TImestamped output from a file very similar to transcribe_file.py:
[ 7.73s] anti
[ 9.15s] berta and
[ 9.88s] ablupur
[ 10.56s] both
[ 10.94s] transformer
[ 11.26s] basedd
[ 11.96s] language
[ 12.68s] models are
[ 13.41s] examples of the
[ 14.48s] emerging work in
[ 15.15s] using graph
[ 15.87s] neural
[ 16.57s] networks to
[ 16.70s] design protein sequences for particular target antigens
[ 16.70s]
Transcription completed in 16.70 seconds
[ 16.70s] Transcription completed
You can see that after I executed the command it takes around 7 seconds to get the first transcribed word. Is this normal behavior?
Please do help me out with understanding how to remedy this. Thank you!
I deployed the parakeet RNNT with Nvidia RIVA NIM (as shown here Getting Started — NVIDIA NIM Riva ASR ) on AWS/GCP machine with GPU A10.

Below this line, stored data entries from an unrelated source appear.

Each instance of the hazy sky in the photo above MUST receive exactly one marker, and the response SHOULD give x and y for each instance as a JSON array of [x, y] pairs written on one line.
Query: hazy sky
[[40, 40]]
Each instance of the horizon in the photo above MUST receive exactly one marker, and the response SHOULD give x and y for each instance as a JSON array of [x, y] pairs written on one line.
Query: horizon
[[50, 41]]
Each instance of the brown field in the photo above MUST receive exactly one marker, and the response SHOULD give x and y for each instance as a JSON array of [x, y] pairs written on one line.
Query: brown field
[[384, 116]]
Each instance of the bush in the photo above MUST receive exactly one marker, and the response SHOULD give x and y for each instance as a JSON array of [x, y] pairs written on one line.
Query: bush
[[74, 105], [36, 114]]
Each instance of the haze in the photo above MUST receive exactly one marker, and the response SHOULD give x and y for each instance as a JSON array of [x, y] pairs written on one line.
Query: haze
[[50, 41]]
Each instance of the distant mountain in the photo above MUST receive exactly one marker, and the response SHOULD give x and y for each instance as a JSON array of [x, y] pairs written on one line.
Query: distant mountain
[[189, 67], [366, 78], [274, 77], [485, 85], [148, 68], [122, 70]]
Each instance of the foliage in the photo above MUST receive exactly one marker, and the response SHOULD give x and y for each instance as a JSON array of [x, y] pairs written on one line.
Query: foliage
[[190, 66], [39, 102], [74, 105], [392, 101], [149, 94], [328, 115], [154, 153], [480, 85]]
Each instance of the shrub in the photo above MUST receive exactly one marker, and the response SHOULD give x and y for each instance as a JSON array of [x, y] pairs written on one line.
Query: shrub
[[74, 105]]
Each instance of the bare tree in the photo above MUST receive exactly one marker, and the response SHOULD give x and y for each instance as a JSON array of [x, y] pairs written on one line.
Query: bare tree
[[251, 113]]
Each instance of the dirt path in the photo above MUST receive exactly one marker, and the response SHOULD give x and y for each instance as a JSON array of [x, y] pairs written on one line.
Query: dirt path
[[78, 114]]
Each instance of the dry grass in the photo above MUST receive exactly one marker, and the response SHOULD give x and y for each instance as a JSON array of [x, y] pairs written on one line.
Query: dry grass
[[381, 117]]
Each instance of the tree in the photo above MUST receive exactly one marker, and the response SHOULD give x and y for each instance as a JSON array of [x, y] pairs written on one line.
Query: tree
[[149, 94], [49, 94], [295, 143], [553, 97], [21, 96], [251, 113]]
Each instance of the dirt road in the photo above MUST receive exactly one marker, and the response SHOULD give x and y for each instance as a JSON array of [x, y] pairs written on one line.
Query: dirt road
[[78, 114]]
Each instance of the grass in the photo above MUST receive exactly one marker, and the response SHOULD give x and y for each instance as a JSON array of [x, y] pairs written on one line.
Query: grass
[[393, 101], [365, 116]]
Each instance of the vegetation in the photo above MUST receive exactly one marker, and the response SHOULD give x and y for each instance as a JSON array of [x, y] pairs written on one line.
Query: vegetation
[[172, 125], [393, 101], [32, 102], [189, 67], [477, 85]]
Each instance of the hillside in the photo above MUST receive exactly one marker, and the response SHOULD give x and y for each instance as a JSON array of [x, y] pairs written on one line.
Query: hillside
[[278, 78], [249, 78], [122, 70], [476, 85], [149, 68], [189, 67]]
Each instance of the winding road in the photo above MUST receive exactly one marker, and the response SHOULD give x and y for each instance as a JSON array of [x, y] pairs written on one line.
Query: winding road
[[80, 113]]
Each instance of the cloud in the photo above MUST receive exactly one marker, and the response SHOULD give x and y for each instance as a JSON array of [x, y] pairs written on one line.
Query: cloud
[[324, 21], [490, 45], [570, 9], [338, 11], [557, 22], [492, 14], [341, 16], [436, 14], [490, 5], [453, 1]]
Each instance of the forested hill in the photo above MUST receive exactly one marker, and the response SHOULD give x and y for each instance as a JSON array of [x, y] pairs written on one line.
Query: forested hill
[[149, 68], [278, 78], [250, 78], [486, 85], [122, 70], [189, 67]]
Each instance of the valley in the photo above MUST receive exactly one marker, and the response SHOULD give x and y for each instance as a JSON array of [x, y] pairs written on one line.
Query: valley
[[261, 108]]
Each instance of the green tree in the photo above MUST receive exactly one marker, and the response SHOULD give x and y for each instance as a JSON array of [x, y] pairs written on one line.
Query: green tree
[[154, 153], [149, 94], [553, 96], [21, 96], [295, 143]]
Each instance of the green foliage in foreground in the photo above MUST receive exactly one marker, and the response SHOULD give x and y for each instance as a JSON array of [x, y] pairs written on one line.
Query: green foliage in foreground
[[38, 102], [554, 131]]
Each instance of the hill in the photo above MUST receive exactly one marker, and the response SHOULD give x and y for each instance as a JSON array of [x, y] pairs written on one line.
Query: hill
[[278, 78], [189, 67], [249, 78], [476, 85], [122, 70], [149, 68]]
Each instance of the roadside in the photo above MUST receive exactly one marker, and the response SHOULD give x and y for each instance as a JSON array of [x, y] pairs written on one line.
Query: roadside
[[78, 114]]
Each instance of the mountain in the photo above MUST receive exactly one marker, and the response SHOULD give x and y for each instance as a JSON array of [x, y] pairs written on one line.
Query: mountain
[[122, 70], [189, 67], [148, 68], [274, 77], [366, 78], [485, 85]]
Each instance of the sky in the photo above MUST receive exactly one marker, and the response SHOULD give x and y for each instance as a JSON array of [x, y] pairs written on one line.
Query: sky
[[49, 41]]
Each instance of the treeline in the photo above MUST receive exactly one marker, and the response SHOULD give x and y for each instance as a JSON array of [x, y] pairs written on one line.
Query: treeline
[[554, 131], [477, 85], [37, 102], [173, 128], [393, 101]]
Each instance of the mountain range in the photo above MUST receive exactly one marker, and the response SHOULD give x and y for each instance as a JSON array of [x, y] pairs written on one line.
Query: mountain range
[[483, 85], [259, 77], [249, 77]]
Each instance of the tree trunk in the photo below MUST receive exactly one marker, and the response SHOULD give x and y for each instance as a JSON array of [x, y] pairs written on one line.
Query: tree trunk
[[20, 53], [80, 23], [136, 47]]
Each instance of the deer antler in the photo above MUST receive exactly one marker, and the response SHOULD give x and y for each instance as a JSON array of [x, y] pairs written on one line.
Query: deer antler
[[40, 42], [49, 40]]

When I call the server with a client (nvidia-riva/python-clients) I also have these huge delays in final segments arrival. The intermediate segments (is_final = False) are getting so fast it feels real time, but the is_final=True are like few seconds (5±) after the actual speech.
Are you using the latest NIM?
Final transcript is generated only when the ASR sees 800ms silence. Until then, it will generate partial transcripts.
You can change the parameter value (800 ms default) from client side by using —stop_history parameter from client
Yes. I execute the “docker run” command with nim…:latest
Specifically:
docker run -it --rm --name=$CONTAINER_ID --runtime=nvidia --gpus ‘“device=0”’ --shm-size=28GB -e NGC_API_KEY -e NIM_HTTP_API_PORT=9000 -e NIM_GRPC_API_PORT=50051 -p 9000:9000 -p 50051:50051 -e NIM_TAGS_SELECTOR nvcr.io/nim/nvidia/$CONTAINER_ID:latest
with CONTAINER_ID=parakeet-1-1b-rnnt-multilingual
and NIM_TAGS_SELECTOR=name=parakeet-1-1b-rnnt-multilingual,mode=str
I saw the stop_history: 800 param and tried to decrease it (from the client side with StreamingRecognitionConfig) but it seems to have no affect on the delay, even with extremely low values.
I still can see the final transcription as intermediate for few seconds, before it returns as a final. Also, I thought that using VAD might help, but as I saw it is not supported with RNNT through NIM (here https://docs.nvidia.com/nim/riva/asr/latest/customization.html )
The digest did not match the one you showed, every time I executed “docker run” with “latest” version it used the image I pulled about two months ago.
Now I pruned the old image and pulled the actual new one (which matches the digest), and the ASR model behaves as expected (pretty fast and configurable with stop_history etc).